Vivre avec nos morts [Delphine Horvilleur]

L'auteur
: Née en novembre 1974 à Nancy, Delphine Horvilleur est rabbin, écrivaine et philosophe.

L'histoire : Être rabbin, c'est vivre avec la mort : celle des autres, celle des siens.
Mais c'est surtout transmuer cette mort en leçon de vie pour ceux qui restent : "Je me tiens aux côtés de femmes et d'hommes qui, aux moments charnières de leurs vies, ont besoin de récits."
La tapisserie de ce livre de consolation tresse étroitement trois fils : le conte, l'exégèse et la confession.
La narration d'une vie interrompue, la manière de donner sens à cette mort à travers les textes de la tradition, et l'évocation d'une blessure intime ou la remémoration d'un épisode autobiographique dont elle a réveillé le souvenir enseveli.
Les textes sacrés ouvrent un passage entre les vivants et les morts : "Le rôle d'un conteur est de se tenir à la porte pour s'assurer qu'elle reste ouverte." Et permettre ainsi à chacun de faire la paix avec ses fantômes.

Mon avis : J’ai toujours apprécié le discours de Delphine Horvilleur les quelques fois où je suis tombée sur certaines de ses interventions à la télévision. Le contexte social actuel et mon histoire personnelle m’ont poussée à être intriguée par son nouvel essai Vivre avec nos morts. Il s’agit effectivement d’un très beau livre sur notre rapport à la mort, et par là même à la vie. On retrouve, dans le récit d’une dizaine de deuils, souvent graves et d’autres fois étonnamment plus joyeux, la bienveillance de la rabbin, une bienveillance mâtinée de doute et d’espoir, de questionnement, mais jamais de certitudes imposées.

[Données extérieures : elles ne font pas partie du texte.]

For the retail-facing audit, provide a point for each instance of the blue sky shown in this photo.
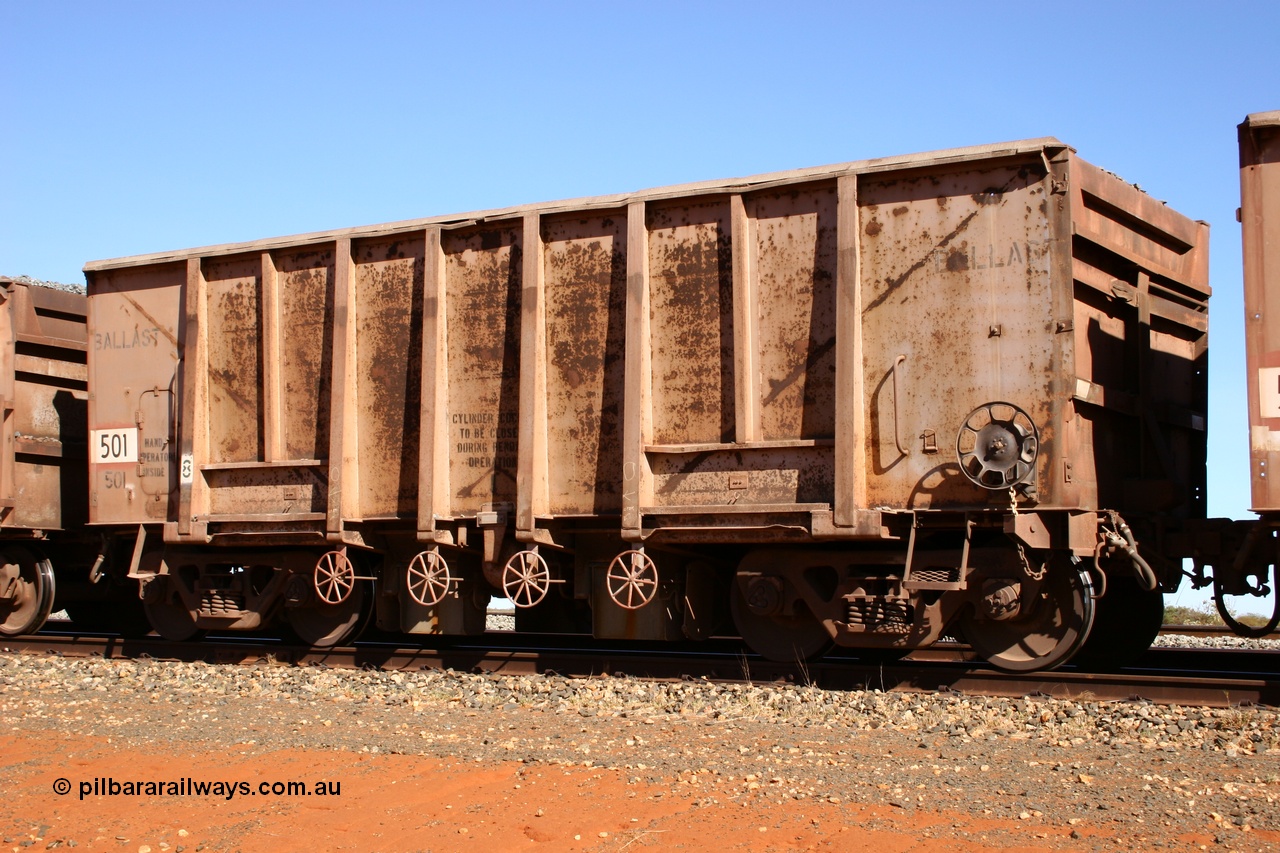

Delphine Horvilleur mêle l’humour et les références religieuses, le personnel et la grande Histoire. Les deuils qu’elle nous conte sont au final apaisants car ils nous réconcilient avec notre humanité : nous sommes faillibles et seulement de passage sur cette terre. Azraël, ange de la mort, nous visitera tous à un moment ou à un autre. Mais notre histoire personnelle s’inscrit dans une filiation d’autres histoires personnelles. Cette filiation est parfois traumatisée, et le poids peut être lourd à porter. Le deuil est alors l’occasion de faire un bilan. Un moment où on célèbre certes le défunt, mais également les vivants qui perpétueront sa mémoire en le gardant dans leurs souvenirs. Chacun à sa façon, selon ses traditions ou ses croyances, selon ses espérances aussi.

Delphine Horvilleur nous propose ici un bel essai, sensible et terriblement touchant. Un texte très fort à mettre entre toutes les mains.


"La laïcité française n'oppose pas la foi à l'incroyance. Elle ne sépare pas ceux qui croient que Dieu veille, et ceux qui croient aussi ferme qu'il est mort ou inventé. Elle n'a rien à voir avec cela. Elle n'est fondée ni sur la conviction que le ciel est vide ni sur celle qu'il est habité, mais sur la défense d'une terre jamais pleine, la conscience qu'il y reste toujours une place pour une croyance qui n'est pas la nôtre. La laïcité dit que l'espace de nos vies n'est jamais saturé de convictions, et elle garantit toujours une place laissée vide de certitudes. Elle empêche une foi ou une appartenance de saturer tout l'espace. En cela, à sa manière, la laïcité est une transcendance. Elle affirme qu'il existe toujours en elle un territoire plus grand que ma croyance, qui peut accueillir celle d'un autre venu y respirer." (p¨28)

"Les juifs affirment qu'ils ne savent pas ce qu'il y a après notre mort. Mais ils pourraient le formuler autrement : après notre mort, il y a ce que nous ne savons pas. Il y a ce qui ne nous a pas encore été révélé, ce que d'autres en feront, en diront et raconteront mieux que nous, parce que nous avons été" (p°180)

Vivre avec nos morts, de Delphine Horvilleur
Éditions Grasset
Mai 2021

Commentaires

Alex Mot-à-Mots a dit…
Un livre dont je relis des passages, parfois.
La chèvre grise a dit…
@Alex Mot-à-mots : je compte bien le garder et faire pareil, il touche vraiment à l'intime.